Frederick Marsh

Personal information
- Full name: John Frederick Marsh
- Born: 11 May 1875 Thame, Oxfordshire, England
- Died: 30 October 1927 (aged 52) Higham on the Hill, Leicestershire, England
- Batting: Right-handed
- Role: Opening batsman
- Relations: Brother, James

Domestic team information
- 1897–1906: Oxfordshire
- 1904: Cambridge University
- First-class debut: 12 May 1904 Cambridge University v Yorkshire
- Last First-class: 9 July 1904 Cambridge University v Warwickshire

Career statistics
| Competition | First-class |
| Matches | 8 |
| Runs scored | 548 |
| Batting average | 42.15 |
| 100s/50s | 2/2 |
| Top score | 172* |
| Balls bowled | 24 |
| Wickets | – |
| Bowling average | – |
| 5 wickets in innings | – |
| 10 wickets in match | – |
| Best bowling | 0-18 |
| Catches/stumpings | 7/– |
- Source: CricketArchive, 24 September 2017

= Frederick Marsh (cricketer) =

English cricketer

John Frederick Marsh (11 May 1875 – 30 October 1927) was an English cricketer who played in eight first-class cricket matches for Cambridge University in 1904. His unbeaten 172 in the second innings of the 1904 University Match was the highest score in the fixture at the time. He was born at Thame, Oxfordshire and died at Higham on the Hill, Leicestershire.

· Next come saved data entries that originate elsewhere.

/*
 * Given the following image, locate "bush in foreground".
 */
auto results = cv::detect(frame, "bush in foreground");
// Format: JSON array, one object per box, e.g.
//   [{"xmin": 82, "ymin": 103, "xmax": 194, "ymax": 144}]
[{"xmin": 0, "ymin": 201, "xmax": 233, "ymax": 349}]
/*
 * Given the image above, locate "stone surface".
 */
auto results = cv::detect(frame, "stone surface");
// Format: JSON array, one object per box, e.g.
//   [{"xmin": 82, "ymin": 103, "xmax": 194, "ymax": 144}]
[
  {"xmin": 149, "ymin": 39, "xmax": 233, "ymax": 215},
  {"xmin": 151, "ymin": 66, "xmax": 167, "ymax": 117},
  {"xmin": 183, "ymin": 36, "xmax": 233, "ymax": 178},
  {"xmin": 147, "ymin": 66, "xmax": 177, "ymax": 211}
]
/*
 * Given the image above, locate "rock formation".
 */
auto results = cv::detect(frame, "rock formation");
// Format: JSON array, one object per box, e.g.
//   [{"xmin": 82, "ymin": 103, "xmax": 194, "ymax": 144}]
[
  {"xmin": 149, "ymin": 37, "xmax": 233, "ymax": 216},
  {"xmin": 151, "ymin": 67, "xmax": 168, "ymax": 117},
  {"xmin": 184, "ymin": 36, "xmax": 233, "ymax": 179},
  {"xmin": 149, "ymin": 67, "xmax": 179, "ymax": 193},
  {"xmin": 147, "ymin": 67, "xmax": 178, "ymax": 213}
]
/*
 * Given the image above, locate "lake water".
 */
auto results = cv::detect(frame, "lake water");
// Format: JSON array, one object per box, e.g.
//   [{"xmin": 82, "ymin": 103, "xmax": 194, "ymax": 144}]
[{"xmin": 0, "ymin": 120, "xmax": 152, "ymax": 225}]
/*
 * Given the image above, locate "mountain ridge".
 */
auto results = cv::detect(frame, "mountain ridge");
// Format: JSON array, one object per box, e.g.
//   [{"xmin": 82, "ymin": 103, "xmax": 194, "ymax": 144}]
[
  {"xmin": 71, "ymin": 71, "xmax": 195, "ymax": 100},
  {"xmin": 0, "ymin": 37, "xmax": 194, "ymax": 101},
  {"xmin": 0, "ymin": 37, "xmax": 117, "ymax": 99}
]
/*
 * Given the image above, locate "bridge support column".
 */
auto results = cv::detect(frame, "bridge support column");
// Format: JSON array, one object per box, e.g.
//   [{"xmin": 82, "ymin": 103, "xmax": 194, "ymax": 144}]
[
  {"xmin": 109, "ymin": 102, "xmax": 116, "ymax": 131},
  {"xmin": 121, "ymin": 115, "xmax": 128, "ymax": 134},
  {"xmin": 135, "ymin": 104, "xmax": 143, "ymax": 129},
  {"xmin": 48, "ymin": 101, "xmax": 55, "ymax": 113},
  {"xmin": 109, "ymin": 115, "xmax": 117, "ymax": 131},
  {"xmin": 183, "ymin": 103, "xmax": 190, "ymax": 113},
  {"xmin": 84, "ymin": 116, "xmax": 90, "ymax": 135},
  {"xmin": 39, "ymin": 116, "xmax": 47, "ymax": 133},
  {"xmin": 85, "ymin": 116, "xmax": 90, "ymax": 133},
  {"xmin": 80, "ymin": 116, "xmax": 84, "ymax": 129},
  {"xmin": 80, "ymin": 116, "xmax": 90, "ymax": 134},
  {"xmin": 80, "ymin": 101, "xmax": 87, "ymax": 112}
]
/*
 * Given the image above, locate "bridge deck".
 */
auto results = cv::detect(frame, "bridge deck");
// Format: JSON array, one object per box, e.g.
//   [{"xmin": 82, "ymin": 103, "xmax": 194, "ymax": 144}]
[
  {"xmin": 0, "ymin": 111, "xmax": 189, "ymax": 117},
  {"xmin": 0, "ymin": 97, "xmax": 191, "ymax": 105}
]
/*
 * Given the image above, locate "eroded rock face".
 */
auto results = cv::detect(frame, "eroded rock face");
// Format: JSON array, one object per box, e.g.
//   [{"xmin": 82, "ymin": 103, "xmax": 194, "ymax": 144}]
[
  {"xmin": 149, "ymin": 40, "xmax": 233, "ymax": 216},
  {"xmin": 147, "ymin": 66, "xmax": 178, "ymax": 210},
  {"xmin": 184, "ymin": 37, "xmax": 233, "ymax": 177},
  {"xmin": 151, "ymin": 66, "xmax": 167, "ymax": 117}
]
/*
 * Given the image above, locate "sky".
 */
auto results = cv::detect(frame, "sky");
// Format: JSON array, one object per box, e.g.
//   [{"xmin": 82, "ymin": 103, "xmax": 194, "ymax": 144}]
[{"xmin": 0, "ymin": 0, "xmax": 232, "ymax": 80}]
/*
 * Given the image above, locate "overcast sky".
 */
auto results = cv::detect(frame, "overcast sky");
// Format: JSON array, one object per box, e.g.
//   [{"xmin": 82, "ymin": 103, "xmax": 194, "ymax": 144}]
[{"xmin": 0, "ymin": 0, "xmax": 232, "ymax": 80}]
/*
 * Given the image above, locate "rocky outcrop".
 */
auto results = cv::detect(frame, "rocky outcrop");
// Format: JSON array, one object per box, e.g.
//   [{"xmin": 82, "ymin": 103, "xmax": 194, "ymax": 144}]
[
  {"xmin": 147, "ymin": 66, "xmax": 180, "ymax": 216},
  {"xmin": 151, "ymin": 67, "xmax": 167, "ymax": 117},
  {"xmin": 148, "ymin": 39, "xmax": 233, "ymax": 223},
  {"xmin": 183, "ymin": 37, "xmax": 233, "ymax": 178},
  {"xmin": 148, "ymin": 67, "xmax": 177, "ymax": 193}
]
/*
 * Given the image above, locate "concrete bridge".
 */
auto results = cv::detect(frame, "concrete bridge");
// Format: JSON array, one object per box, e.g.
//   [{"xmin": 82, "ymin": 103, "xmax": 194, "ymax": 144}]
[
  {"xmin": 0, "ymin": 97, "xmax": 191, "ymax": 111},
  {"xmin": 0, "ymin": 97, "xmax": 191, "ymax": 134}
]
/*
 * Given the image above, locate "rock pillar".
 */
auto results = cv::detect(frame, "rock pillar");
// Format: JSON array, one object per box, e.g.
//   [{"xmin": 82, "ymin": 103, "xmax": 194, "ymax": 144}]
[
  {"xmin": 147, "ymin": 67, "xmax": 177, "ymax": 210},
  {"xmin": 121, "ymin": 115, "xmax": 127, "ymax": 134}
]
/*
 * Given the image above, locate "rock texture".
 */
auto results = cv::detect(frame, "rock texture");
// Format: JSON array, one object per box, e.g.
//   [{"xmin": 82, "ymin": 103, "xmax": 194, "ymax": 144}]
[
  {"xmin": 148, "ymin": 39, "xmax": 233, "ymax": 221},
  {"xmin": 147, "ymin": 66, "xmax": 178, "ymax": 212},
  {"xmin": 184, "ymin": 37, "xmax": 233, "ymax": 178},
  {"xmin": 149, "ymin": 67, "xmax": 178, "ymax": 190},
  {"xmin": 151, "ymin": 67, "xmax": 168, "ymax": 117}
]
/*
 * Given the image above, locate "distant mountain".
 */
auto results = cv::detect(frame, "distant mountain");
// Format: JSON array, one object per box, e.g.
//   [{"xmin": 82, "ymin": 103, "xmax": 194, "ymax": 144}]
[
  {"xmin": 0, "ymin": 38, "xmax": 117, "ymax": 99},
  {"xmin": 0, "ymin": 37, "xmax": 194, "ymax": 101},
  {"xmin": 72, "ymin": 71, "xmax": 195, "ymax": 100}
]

Marsh was educated at Amersham Hall school and at Jesus College, Cambridge. As a cricketer he was a right-handed opening batsman and he had made his debut for Oxfordshire County Cricket Club in minor matches in 1892, playing regularly in the county's Minor Counties matches from 1897. He was described in his obituary in Wisden Cricketers' Almanack as "a batsman with a dogged defence and no pretensions to style". He was 25 years old before he went to Cambridge University and played in the freshmen's trial match in 1901, scoring 98 in the second innings, but then failed to be selected for any games except trial matches at Cambridge for the next three seasons. In 1904, however, having made a century in a trial match for the university side, Marsh finally made his first-class debut and in his third game, the match against the London County Cricket Club, W. G. Grace's team, he scored 118 in the second innings. That led to his selection for the 1904 University Match against Oxford University, where he proved to be a successful but controversial player. In the second Cambridge innings, Marsh made an unbeaten 172, the highest score in the history of the University Match, beating by one run the 171 made by Tip Foster in 1900. The decision by Cambridge captain Frederic Wilson to delay the second innings declaration to enable Marsh to beat the record was widely criticised as the match then ended in a draw. Wisden Cricketers' Almanack wrote that the delay "was clearly a mistake" and that "the chance of winning the match should have outweighed all considerations of personal distinction", though it added that rain and missed catches had also contributed to Cambridge's failure to win.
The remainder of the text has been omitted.